10.Building a Chunker in NLP

In [None]:
# Step 1: Install and import necessary libraries
import nltk
from nltk import word_tokenize, pos_tag
from nltk.chunk import RegexpParser
# Download required resources
nltk.download('punkt_tab')
nltk.download('averaged_perceptron_tagger')
nltk.download('averaged_perceptron_tagger_eng')
# Step 2: Tokenize and perform POS tagging on a sample sentence
sentence = input("enter the sting")
tokens = word_tokenize(sentence)
tagged_tokens = pos_tag(tokens)
print("POS Tagged Tokens:")
print(tagged_tokens)
# Step 3: Define a custom chunking grammar using regular expressions
chunk_grammar = r"""
NP: {<DT>?<JJ>*<NN.*>} # Noun Phrase
VP: {<VB.*><NP|PP|CLAUSE>*} # Verb Phrase
"""
# Step 4: Apply chunking using RegexpParser
chunk_parser = RegexpParser(chunk_grammar)
chunk_tree = chunk_parser.parse(tagged_tokens)
# Step 5: Display and visualize the extracted chunks
print("\nChunked Sentence Tree:")
chunk_tree.pprint()

# Optional: Visualize the chunk tree in a popup window (works only in desktop environments)
try:
  chunk_tree.draw()
except:
  print("Tree visualization is not supported in this environment.")
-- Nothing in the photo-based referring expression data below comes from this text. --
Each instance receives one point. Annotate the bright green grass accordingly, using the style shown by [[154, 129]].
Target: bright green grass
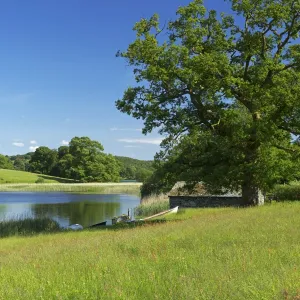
[[226, 253], [12, 176], [152, 205], [101, 188]]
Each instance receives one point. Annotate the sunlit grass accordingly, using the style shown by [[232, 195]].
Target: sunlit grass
[[103, 188], [225, 253], [152, 205], [27, 226], [13, 176]]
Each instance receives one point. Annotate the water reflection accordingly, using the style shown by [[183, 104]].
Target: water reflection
[[66, 208]]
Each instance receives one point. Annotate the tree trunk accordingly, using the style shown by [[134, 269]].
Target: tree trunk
[[251, 195]]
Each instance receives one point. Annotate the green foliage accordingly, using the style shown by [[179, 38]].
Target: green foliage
[[5, 163], [223, 91], [215, 253], [89, 163], [21, 161], [287, 192], [43, 160], [134, 169]]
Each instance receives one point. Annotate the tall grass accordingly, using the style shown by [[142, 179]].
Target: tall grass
[[109, 188], [228, 253], [152, 205], [27, 226]]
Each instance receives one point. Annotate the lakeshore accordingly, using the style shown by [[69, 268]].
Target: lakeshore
[[221, 253]]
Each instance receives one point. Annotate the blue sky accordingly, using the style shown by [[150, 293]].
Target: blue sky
[[59, 76]]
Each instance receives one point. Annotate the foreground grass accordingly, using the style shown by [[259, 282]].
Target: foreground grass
[[101, 188], [211, 254], [13, 176]]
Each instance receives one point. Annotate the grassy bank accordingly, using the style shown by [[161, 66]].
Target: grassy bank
[[12, 176], [101, 188], [211, 254], [152, 205], [27, 226]]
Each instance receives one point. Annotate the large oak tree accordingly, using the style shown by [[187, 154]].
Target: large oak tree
[[224, 90]]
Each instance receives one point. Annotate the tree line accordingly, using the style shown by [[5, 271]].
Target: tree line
[[224, 90], [83, 160]]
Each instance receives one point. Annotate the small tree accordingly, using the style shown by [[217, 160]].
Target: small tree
[[225, 92], [43, 160]]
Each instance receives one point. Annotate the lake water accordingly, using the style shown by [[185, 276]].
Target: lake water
[[84, 209]]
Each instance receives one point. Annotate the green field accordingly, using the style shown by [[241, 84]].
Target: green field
[[12, 176], [19, 181], [226, 253]]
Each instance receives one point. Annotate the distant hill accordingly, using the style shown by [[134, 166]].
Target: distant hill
[[131, 168], [13, 176]]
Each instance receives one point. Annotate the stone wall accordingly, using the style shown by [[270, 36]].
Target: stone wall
[[205, 201]]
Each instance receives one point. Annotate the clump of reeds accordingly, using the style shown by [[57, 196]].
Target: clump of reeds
[[152, 205], [27, 226]]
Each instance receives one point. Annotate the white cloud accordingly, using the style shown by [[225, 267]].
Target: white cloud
[[64, 143], [132, 146], [33, 148], [141, 141], [18, 144], [125, 129]]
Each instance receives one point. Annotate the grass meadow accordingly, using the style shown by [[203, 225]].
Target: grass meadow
[[221, 253], [13, 176], [152, 205], [101, 188]]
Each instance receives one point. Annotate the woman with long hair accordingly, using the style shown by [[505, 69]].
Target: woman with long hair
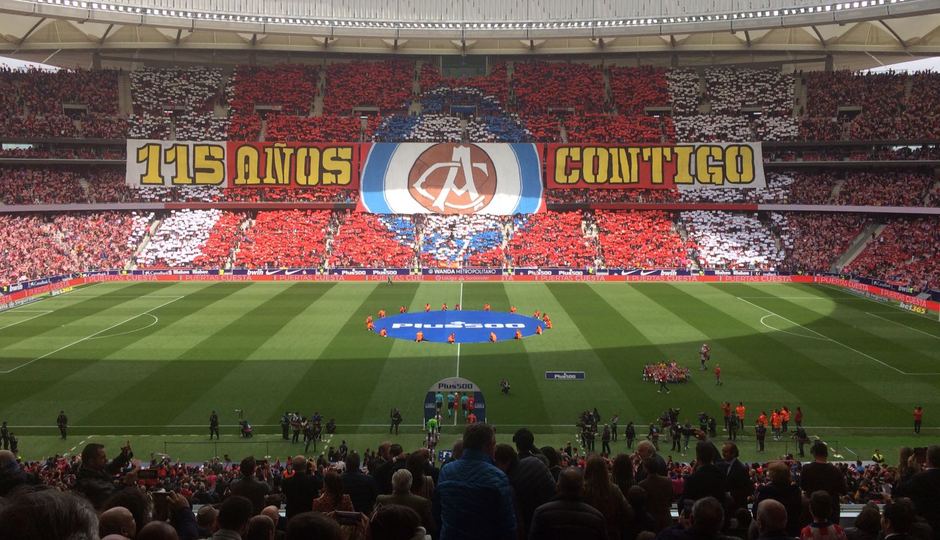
[[332, 497], [606, 497], [417, 464]]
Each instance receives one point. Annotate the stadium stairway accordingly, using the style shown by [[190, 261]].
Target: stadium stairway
[[125, 100], [869, 233]]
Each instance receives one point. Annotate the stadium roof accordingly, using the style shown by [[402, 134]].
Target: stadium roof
[[801, 33]]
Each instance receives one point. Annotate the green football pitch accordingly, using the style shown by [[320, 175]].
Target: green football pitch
[[147, 362]]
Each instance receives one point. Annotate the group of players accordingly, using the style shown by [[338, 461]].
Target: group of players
[[452, 338]]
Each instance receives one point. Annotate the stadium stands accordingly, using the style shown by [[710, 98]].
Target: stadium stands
[[618, 129], [35, 246], [906, 253], [286, 238], [179, 239], [222, 241], [731, 241], [386, 85], [542, 87], [634, 89], [640, 240], [814, 241], [551, 239], [370, 240], [458, 241]]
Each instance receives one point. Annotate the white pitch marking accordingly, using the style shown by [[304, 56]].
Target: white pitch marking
[[40, 314], [928, 334], [86, 338], [155, 321], [775, 329], [866, 355]]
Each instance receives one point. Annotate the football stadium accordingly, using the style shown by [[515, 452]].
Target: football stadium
[[528, 269]]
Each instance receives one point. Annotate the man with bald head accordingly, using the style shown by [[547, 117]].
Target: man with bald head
[[117, 520], [567, 515], [12, 474], [647, 450], [275, 516], [772, 520], [300, 489], [157, 530]]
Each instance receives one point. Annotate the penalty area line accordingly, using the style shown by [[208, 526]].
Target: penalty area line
[[88, 337], [928, 334], [40, 314], [827, 338]]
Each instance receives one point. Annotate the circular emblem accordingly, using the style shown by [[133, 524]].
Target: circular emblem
[[453, 178]]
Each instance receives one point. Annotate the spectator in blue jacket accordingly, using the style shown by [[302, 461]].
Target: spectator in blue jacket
[[473, 499]]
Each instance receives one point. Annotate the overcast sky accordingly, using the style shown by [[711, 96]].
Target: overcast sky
[[931, 64]]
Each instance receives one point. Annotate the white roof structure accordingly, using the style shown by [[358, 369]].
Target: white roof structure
[[805, 34]]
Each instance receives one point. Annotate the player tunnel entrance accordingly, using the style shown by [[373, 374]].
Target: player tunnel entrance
[[461, 393]]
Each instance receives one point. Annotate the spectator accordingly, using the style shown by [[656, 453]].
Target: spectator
[[46, 514], [822, 475], [260, 528], [396, 522], [95, 479], [708, 480], [332, 497], [309, 525], [157, 530], [471, 487], [606, 497], [568, 516], [867, 524], [821, 508], [233, 518], [658, 488], [771, 519], [781, 489], [361, 488], [898, 519], [706, 520], [924, 490], [737, 481], [117, 520], [402, 495], [250, 487]]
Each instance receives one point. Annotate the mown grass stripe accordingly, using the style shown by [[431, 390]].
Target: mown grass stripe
[[339, 384], [826, 395], [487, 363], [624, 350], [78, 311], [161, 395], [80, 378]]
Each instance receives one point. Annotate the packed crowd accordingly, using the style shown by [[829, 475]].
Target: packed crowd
[[906, 253], [35, 246], [484, 490], [542, 87], [371, 240], [552, 239], [387, 85], [640, 240], [814, 241], [731, 241], [286, 238], [457, 241]]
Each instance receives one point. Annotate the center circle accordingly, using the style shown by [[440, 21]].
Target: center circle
[[467, 326]]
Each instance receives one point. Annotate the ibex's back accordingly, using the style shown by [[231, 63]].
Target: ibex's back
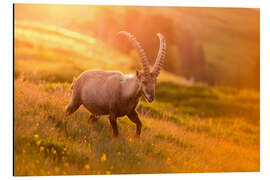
[[114, 93], [101, 92]]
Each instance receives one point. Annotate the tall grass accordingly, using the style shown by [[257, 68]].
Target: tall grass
[[187, 128]]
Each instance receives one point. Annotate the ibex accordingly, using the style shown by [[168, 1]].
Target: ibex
[[116, 94]]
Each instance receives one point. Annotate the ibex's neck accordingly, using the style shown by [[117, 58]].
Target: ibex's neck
[[130, 87]]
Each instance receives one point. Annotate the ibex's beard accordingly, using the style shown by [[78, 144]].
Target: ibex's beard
[[149, 98]]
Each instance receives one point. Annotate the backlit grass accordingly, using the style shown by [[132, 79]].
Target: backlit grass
[[186, 129]]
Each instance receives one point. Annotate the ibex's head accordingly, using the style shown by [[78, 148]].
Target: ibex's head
[[147, 79]]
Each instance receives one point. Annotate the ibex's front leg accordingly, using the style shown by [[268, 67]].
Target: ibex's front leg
[[133, 116], [114, 124], [92, 118]]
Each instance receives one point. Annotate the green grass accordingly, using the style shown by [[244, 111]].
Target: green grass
[[186, 129]]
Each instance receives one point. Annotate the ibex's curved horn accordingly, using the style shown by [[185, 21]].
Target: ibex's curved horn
[[140, 51], [161, 55]]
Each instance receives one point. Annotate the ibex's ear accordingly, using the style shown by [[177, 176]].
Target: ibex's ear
[[138, 74]]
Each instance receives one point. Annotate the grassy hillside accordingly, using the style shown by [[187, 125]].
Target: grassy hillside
[[219, 46], [186, 129]]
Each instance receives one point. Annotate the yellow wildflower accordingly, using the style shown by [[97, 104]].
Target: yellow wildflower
[[36, 136], [87, 166], [41, 148], [103, 157], [53, 151], [38, 143], [66, 164]]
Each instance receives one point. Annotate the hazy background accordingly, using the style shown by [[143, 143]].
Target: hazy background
[[206, 113], [217, 46]]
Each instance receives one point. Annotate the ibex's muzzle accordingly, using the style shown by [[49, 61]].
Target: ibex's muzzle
[[150, 98]]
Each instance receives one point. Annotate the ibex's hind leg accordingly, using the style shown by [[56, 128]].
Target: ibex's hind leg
[[114, 124], [93, 118], [133, 116]]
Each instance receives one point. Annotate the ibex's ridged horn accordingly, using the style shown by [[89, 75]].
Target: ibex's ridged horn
[[140, 51], [161, 55]]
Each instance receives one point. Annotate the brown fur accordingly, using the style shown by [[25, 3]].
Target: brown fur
[[113, 93]]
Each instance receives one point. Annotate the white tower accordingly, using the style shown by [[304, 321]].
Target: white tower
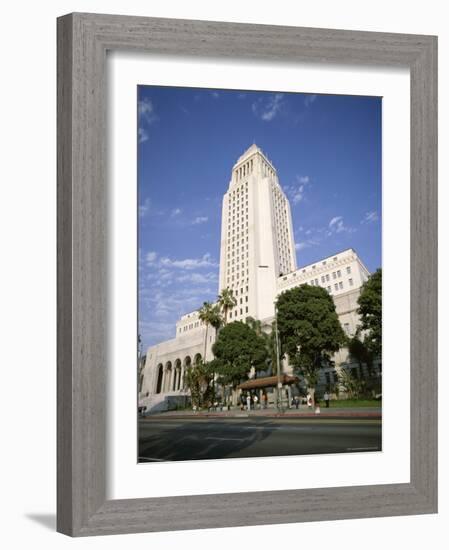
[[257, 244]]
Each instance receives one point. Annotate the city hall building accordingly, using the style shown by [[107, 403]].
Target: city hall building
[[258, 262]]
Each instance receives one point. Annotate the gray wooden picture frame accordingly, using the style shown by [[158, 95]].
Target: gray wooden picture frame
[[83, 41]]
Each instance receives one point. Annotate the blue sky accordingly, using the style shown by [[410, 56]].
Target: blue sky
[[327, 152]]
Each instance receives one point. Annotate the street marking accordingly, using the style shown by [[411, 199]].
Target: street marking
[[227, 438], [362, 449]]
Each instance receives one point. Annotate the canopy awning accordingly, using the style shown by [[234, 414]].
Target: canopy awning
[[267, 382]]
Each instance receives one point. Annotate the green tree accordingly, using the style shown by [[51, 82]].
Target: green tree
[[360, 352], [237, 349], [227, 302], [370, 311], [309, 330], [198, 381], [269, 340], [209, 314], [353, 386]]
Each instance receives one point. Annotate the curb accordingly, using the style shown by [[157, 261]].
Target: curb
[[375, 415]]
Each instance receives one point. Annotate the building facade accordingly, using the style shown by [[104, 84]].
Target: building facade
[[258, 262]]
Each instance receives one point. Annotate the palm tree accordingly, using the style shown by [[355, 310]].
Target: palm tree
[[269, 339], [226, 301], [209, 314]]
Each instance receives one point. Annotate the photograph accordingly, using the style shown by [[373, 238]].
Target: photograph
[[259, 329]]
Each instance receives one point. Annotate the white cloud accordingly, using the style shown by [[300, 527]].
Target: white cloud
[[151, 257], [267, 109], [336, 225], [295, 191], [306, 244], [145, 207], [145, 110], [370, 217], [198, 278], [189, 263], [309, 99]]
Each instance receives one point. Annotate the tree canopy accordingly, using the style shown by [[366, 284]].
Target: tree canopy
[[226, 301], [237, 349], [370, 311], [309, 329]]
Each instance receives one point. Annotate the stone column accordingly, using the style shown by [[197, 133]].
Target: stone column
[[181, 382], [164, 379]]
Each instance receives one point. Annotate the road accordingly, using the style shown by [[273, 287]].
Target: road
[[165, 439]]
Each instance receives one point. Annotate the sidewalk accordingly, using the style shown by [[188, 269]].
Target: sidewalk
[[303, 411]]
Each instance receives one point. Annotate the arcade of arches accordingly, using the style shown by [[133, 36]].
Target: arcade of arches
[[171, 376]]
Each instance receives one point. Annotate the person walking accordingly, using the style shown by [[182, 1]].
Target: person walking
[[309, 400], [255, 401], [265, 400]]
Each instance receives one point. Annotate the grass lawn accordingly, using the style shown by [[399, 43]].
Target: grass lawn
[[342, 403]]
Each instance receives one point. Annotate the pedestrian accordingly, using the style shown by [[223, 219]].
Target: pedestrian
[[242, 402], [309, 400], [255, 401]]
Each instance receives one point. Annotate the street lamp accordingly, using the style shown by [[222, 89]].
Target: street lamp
[[278, 362]]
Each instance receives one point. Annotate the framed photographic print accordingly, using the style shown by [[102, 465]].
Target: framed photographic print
[[236, 189]]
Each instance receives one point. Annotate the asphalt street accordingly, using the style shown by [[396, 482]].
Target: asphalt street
[[165, 439]]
[nltk_data] Downloading package punkt_tab to /root/nltk_data...
[nltk_data]   Package punkt_tab is already up-to-date!
[nltk_data] Downloading package averaged_perceptron_tagger to
[nltk_data]     /root/nltk_data...
[nltk_data]   Package averaged_perceptron_tagger is already up-to-
[nltk_data]       date!
[nltk_data] Downloading package averaged_perceptron_tagger_eng to
[nltk_data]     /root/nltk_data...
[nltk_data]   Unzipping taggers/averaged_perceptron_tagger_eng.zip.


enter the stingthe quick brown fox jumbs over lazy dog
POS Tagged Tokens:
[('the', 'DT'), ('quick', 'JJ'), ('brown', 'NN'), ('fox', 'NN'), ('jumbs', 'NN'), ('over', 'IN'), ('lazy', 'JJ'), ('dog', 'NN')]

Chunked Sentence Tree:
(S
  (NP the/DT quick/JJ brown/NN)
  (NP fox/NN)
  (NP jumbs/NN)
  over/IN
  (NP lazy/JJ dog/NN))
Tree visualization is not supported in this environment.